Gray Ghosts of the Confederacy by Richard S. Brownlee

Mary Tucker Clipping, Scrapbook #1, United Daughters of the Confederacy Collection, John S. LeeAnn Whites, The Civil War as a Crisis in Gender (Athens, Georgia, University of Georgia, 1995), 160–198Ĭatherine Bishir, “A Strong Force of Ladies: Women, Politics and Confederate Memorial Associations in Nineteenth Century Raleigh,” North Carolina Historical Review, 77, no. Foster, Ghosts of the Confederacy: Defeat, the Lost Cause and the Emergence of the New South, 1865–1913 (New York, Oxford University Press, 1987), 36–46. On the Ladies Memorial Association, see Gaines M. John Bodnar, Remaking America: Public Memory, Commemoration and Patriotism in the Twentieth Century (Princeton, Princeton University Press, 1992) Blight, Race and Reunion: The Civil War in American Memory (New York, Belknap Press, 2001) On the role of monuments and memorialization more generally in mediating contemporary social conflicts see, David W. Poppenheim et al., The History of the United Daughters of the Confederacy (Raleigh, NC, Edwards Broughton Company, 1925).

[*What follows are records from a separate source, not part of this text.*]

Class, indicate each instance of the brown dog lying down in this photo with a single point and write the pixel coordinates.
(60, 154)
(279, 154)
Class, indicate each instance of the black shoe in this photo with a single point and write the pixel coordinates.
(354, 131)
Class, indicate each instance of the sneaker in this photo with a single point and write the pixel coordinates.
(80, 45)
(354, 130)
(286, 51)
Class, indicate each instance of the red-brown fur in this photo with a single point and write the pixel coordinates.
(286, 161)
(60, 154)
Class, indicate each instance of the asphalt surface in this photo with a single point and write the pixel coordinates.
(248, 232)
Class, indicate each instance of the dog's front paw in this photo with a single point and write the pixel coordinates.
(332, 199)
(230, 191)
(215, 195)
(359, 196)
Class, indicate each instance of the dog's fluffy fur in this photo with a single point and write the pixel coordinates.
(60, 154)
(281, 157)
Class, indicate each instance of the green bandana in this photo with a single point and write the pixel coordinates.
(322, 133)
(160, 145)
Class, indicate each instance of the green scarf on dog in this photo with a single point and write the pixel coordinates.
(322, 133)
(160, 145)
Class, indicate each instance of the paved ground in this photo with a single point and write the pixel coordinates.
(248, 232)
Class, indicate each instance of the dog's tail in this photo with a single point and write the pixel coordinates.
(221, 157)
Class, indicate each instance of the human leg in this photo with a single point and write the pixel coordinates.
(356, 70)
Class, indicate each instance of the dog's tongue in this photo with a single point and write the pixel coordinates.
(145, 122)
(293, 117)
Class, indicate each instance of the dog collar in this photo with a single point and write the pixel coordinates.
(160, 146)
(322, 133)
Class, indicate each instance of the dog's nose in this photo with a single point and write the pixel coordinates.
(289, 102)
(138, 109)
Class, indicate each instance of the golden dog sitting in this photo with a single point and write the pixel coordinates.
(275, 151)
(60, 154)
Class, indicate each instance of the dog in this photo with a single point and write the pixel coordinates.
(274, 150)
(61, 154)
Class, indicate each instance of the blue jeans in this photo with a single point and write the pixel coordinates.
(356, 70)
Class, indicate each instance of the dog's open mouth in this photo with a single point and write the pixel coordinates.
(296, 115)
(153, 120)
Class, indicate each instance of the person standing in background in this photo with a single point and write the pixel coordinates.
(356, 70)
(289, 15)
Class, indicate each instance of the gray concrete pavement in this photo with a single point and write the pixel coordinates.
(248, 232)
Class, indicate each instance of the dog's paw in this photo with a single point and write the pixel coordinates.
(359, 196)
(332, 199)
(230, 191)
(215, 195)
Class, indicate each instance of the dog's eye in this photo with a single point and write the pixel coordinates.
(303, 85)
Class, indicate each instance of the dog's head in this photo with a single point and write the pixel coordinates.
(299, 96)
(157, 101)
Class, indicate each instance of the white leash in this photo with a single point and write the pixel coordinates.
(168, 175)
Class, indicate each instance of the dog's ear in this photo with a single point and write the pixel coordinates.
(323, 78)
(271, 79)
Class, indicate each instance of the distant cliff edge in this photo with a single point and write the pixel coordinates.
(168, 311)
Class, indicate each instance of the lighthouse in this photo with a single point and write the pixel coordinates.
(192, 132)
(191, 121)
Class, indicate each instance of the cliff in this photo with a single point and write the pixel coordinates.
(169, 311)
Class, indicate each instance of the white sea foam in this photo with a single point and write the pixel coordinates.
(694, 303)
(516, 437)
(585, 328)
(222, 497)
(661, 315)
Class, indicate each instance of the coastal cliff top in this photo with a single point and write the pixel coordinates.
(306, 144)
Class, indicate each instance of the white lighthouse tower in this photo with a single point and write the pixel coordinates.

Gray Ghosts of the Confederacy by Richard S. Brownlee

Cox, Dixies’ Daughters: The United Daughters of the Confederacy and the Preservation of Confederate Culture (Gainesville, Florida, University Press of Florida, 2003) On the history of the United Daughters of the Confederacy, see Karen L. This process is experimental and the keywords may be updated as the learning algorithm improves. These keywords were added by machine and not by the authors. With their eyes trained firmly on the past, as their motto, “lest we forget,” would indicate, the women of the UDC hoped that the Rock would continue to serve to bind the generations that followed them to a memory of what was for them still, even in the early twentieth century, a lived experience of the Civil War and Civil War loss. 1 This ignominious end was hardly the future that the local chapter of the United Daughters of the Confederacy envisioned for the Rock when they first unveiled it with great pomp and ceremony some 40 years earlier.

Gray Ghosts of the Confederacy by Richard S. Brownlee

There it stood, its original 1935 bronze plaque of dedication to the “valor and patriotism of Confederate Soldiers of Boone County,” virtually obscured by the spray paint and graffiti of a younger generation of students. Placing the pink granite boulder on a flat bed truck trailer, workers transported it to an outlying weed-infested field in a city park. On August 16, 1974, in the depths of the Missouri summer heat, and when most university students were far from campus, the city of Columbia quietly removed a five-and-a-half-ton Confederate Memorial from the center of the University of Missouri campus.